The financing and delivery of health care services in the United States are characterized by a number of features that have contributed to rapid cost increases in the system and, thus, have led to the interest in managed care as a means of controlling those costs. Figure 1 presents a simplified schematic of the relationships among consumers/patients, providers (hospitals, physicians, and others), and insurer. Unlike the relationship that exists between the consumer and provider for most goods and services, health care services are characterized by the presence of an active "third party," the insurers. The demand for and effects of insurance have been well documented . The problem with having insurance intervene between consumers and providers at the time that the decision to seek and apply care is made is that the normal discipline of the market is reduced.
From the consumer's perspective, health insurance is an important and valuable product because the need for services is highly uncertain. That lack of predictability and the financial risk consumers face yield an important benefit of insurance . However, once insurance is purchased, the price of health care services to the consumer (patient) falls and the "moral hazard" effect induces individuals to consume more services than if they had paid full price [5 ].Once heavily insured consumers become sick and need services, the cost of those services is essentially zero. Therefore, these patients have no incentive to demand an efficient quantity of services from a social perspective. As long as additional services generate some value to the consumer (no matter how small), those services are demanded.

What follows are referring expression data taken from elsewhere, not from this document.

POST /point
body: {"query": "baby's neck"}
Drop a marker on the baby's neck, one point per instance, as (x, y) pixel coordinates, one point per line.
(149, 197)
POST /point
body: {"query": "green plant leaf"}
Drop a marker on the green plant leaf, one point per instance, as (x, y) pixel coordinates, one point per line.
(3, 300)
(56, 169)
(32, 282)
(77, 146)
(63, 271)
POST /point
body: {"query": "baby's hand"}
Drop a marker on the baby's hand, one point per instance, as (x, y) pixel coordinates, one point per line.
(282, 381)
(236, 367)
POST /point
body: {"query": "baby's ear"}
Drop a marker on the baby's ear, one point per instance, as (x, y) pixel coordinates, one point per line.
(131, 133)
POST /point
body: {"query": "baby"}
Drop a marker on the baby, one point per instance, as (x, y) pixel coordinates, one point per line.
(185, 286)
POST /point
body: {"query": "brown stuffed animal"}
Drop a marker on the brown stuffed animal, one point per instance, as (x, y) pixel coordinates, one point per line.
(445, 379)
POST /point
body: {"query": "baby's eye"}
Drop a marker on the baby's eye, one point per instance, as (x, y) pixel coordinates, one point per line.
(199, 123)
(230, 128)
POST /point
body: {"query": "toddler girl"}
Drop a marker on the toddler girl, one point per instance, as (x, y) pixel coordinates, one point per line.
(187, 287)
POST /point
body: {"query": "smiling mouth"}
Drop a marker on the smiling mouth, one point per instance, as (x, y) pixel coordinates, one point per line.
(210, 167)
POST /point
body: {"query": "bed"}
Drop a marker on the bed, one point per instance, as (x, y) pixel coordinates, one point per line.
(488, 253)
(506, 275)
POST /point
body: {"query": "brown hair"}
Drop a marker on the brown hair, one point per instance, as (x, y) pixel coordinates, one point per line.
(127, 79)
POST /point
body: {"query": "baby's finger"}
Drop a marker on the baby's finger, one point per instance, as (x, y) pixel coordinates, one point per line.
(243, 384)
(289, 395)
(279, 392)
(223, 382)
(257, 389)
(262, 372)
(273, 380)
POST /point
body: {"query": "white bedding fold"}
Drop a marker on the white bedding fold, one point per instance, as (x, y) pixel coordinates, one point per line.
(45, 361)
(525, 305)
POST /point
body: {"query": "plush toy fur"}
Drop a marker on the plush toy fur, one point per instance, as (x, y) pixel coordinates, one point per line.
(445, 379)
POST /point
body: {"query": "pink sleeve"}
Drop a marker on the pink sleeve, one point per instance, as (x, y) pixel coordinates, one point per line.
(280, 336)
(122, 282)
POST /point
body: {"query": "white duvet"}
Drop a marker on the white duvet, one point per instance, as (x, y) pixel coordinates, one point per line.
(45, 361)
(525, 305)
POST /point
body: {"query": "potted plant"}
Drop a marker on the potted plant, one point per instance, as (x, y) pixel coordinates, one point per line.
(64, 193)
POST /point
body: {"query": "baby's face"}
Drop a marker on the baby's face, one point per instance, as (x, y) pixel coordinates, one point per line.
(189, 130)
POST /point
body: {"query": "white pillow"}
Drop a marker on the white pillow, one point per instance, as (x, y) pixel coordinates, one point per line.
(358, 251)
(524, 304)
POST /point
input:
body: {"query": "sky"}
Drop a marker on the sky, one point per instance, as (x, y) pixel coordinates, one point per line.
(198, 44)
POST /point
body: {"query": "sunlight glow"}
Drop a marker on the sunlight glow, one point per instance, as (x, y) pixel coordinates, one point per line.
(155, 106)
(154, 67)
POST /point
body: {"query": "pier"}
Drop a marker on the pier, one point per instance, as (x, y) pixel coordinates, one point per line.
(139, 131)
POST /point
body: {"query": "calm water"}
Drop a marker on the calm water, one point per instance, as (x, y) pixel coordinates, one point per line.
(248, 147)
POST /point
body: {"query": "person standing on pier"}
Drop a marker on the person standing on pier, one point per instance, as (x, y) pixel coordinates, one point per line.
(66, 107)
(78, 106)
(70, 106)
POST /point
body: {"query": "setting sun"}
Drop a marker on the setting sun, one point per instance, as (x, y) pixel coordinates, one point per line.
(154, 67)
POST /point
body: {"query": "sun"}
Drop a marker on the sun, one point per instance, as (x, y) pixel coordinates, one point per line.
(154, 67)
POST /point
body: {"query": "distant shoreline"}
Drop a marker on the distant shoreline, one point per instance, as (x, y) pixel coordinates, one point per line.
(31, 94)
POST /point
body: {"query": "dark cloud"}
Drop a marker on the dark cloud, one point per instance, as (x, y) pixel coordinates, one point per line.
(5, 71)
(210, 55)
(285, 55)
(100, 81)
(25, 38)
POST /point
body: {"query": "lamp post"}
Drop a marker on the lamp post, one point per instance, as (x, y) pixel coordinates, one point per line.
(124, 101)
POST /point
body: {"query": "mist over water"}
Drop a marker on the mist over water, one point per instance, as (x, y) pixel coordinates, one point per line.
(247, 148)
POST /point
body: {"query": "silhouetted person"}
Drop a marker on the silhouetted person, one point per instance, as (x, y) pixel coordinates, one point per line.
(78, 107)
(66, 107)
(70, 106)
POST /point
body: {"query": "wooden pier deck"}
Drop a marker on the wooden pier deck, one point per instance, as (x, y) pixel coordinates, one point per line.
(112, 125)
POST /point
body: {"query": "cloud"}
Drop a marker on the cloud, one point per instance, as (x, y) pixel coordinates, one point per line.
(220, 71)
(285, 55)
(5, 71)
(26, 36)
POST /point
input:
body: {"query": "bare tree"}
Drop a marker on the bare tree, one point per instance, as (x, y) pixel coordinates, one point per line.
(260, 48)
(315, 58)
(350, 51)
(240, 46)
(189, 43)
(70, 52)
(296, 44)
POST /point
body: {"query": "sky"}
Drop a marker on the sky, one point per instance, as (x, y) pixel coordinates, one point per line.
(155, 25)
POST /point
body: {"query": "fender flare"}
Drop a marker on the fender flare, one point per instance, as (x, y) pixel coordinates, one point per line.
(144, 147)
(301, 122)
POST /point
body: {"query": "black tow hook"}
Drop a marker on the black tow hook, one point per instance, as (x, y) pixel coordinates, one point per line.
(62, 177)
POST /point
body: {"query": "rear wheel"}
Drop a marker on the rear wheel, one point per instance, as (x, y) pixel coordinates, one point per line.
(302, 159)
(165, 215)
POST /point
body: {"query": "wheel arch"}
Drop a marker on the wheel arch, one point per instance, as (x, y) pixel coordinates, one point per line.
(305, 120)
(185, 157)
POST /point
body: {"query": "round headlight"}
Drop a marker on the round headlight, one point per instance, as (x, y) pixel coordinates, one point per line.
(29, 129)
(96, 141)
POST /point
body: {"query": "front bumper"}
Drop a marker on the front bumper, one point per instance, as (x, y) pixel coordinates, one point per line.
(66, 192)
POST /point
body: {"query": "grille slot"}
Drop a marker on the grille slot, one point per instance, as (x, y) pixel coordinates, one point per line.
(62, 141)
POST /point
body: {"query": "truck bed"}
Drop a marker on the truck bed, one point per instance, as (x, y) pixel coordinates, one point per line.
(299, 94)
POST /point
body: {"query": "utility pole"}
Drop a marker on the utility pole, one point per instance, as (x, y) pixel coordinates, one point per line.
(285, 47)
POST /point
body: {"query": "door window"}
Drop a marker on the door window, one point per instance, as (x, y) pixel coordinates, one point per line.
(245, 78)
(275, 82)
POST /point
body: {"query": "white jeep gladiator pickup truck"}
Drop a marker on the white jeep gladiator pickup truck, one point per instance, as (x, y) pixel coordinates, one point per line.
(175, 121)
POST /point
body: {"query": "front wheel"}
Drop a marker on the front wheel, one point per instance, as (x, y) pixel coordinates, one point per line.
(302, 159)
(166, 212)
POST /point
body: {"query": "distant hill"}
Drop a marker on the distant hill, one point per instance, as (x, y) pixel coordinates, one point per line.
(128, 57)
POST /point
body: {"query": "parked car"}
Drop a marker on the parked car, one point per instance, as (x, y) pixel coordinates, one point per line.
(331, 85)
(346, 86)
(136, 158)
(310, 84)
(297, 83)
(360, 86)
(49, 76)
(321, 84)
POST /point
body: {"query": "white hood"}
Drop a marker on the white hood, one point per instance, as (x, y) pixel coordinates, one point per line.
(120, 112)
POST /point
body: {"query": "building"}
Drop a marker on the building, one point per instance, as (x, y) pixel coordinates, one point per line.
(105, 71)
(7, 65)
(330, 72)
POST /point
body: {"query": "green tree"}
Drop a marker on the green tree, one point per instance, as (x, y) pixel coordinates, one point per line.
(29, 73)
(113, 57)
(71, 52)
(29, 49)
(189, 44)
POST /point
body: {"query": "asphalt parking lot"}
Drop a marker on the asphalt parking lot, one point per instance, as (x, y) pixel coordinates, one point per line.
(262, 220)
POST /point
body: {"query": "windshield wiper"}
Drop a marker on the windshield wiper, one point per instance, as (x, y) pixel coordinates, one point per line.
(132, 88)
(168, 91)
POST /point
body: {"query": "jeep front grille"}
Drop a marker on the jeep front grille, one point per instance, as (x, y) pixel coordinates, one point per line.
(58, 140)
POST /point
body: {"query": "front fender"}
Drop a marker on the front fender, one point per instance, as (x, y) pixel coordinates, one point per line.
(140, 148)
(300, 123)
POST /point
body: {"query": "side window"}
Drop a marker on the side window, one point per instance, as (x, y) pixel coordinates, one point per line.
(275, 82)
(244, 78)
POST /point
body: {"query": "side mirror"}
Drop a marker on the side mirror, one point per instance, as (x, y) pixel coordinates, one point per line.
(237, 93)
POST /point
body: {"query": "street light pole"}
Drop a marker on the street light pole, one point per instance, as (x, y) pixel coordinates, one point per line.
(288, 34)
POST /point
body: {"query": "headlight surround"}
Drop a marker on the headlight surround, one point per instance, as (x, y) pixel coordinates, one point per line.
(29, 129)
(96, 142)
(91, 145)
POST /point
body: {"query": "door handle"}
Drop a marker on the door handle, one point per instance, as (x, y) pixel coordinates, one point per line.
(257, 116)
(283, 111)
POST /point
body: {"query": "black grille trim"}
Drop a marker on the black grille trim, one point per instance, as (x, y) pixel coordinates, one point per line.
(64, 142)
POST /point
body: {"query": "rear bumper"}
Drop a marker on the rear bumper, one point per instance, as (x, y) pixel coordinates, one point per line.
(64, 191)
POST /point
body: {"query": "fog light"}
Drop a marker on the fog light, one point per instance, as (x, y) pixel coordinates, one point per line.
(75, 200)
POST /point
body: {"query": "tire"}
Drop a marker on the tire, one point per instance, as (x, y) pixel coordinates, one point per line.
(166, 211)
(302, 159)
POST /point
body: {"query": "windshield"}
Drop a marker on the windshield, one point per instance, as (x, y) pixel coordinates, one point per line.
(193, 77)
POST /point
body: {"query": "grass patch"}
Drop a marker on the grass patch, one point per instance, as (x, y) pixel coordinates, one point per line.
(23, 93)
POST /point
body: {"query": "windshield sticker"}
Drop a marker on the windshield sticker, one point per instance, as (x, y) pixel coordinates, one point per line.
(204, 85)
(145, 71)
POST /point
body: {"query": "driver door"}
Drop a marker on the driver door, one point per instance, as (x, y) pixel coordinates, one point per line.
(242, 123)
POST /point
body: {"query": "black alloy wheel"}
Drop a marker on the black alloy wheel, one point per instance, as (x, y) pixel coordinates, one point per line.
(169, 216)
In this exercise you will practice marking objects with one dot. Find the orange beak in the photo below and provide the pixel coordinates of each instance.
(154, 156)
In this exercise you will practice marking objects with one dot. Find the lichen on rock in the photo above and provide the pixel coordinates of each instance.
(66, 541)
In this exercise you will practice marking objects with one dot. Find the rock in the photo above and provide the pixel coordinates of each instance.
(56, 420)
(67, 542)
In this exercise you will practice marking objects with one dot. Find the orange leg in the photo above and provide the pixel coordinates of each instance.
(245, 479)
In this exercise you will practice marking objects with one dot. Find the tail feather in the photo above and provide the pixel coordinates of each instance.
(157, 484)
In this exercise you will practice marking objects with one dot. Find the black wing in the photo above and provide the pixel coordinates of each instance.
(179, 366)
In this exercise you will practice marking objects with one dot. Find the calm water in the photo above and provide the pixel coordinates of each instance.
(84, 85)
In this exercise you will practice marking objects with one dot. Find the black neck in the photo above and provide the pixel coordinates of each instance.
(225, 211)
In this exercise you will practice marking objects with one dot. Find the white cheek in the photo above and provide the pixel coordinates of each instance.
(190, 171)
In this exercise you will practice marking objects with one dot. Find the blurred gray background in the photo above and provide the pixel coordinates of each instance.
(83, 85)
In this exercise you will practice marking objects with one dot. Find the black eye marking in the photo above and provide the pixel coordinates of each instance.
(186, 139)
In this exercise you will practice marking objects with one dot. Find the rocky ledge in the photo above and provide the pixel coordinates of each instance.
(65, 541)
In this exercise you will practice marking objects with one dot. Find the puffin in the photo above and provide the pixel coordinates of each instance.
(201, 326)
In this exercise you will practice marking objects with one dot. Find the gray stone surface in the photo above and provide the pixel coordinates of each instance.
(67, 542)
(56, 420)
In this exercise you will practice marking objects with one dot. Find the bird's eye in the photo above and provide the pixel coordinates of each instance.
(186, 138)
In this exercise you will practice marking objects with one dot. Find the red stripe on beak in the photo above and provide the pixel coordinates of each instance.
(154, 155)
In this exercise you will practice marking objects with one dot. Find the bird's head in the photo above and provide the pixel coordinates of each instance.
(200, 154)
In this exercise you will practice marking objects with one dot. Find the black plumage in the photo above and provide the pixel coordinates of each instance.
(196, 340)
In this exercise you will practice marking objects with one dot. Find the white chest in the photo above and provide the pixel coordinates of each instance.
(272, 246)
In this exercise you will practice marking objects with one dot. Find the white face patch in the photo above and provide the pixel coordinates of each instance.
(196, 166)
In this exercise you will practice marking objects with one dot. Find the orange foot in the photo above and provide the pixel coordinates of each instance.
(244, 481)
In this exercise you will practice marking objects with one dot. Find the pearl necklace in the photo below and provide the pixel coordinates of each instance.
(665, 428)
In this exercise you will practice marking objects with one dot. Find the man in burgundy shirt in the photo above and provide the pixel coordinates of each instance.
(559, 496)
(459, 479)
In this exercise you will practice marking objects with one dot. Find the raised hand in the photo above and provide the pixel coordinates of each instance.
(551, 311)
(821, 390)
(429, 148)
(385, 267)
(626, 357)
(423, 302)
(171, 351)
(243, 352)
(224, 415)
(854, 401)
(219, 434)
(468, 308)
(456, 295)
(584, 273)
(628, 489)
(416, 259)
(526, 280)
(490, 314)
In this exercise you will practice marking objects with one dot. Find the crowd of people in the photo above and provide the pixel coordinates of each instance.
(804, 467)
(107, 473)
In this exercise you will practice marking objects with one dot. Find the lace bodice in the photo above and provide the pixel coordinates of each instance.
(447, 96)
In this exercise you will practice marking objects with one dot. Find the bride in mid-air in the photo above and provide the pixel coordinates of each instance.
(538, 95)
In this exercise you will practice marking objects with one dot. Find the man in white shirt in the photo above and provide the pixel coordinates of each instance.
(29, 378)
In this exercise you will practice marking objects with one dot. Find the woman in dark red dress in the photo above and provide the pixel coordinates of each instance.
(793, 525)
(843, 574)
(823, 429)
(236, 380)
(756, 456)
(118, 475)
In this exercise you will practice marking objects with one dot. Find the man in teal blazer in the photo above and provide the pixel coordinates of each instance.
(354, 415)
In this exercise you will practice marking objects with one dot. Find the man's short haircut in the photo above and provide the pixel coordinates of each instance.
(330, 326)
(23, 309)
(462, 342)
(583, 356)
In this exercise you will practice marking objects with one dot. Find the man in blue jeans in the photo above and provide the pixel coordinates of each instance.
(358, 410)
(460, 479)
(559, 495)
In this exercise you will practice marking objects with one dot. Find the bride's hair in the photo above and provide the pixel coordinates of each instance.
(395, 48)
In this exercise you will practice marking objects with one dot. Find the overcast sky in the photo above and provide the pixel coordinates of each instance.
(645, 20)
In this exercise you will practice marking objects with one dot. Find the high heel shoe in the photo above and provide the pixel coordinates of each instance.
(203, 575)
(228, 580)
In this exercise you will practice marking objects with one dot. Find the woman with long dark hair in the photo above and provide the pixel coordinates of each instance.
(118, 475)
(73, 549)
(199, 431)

Similarly, providers have no financial incentive to limit or manage care because they are generally paid based on the quantity of services delivered. This payment system, called fee-for-service for physicians and billed charges for hospitals, rewards providers financially for delivering more, not fewer, services. Consequently, the incentives of both providers and consumers (patients) are in line. Naturally, professional ethics prohibit totally inappropriate care, but if there is ever a question of the value of services, both providers and patients have the incentive to order more services .
The traditional role of the insurer is to collect premiums from consumers (the patient, firm, or government) and pay the provider for delivery of services. It would seem that insurers would be concerned about the quantity and cost of services provided. However, premiums adjust for the experience of the insured population to minimize the risk to the insurance entity. Insurers can essentially pass medical expenses on to purchasers. The passive role played by insurers when paying for care and raising premiums to cover their "average" cost facilitated the rapid expansion of health care costs. Only in recent years have the purchasers and, as a result, the payers begun seriously objecting to the payment increases and looking for ways to control costs. These relations have allowed some of the problems discussed below to exist and form the basis for the proposed role of managed care.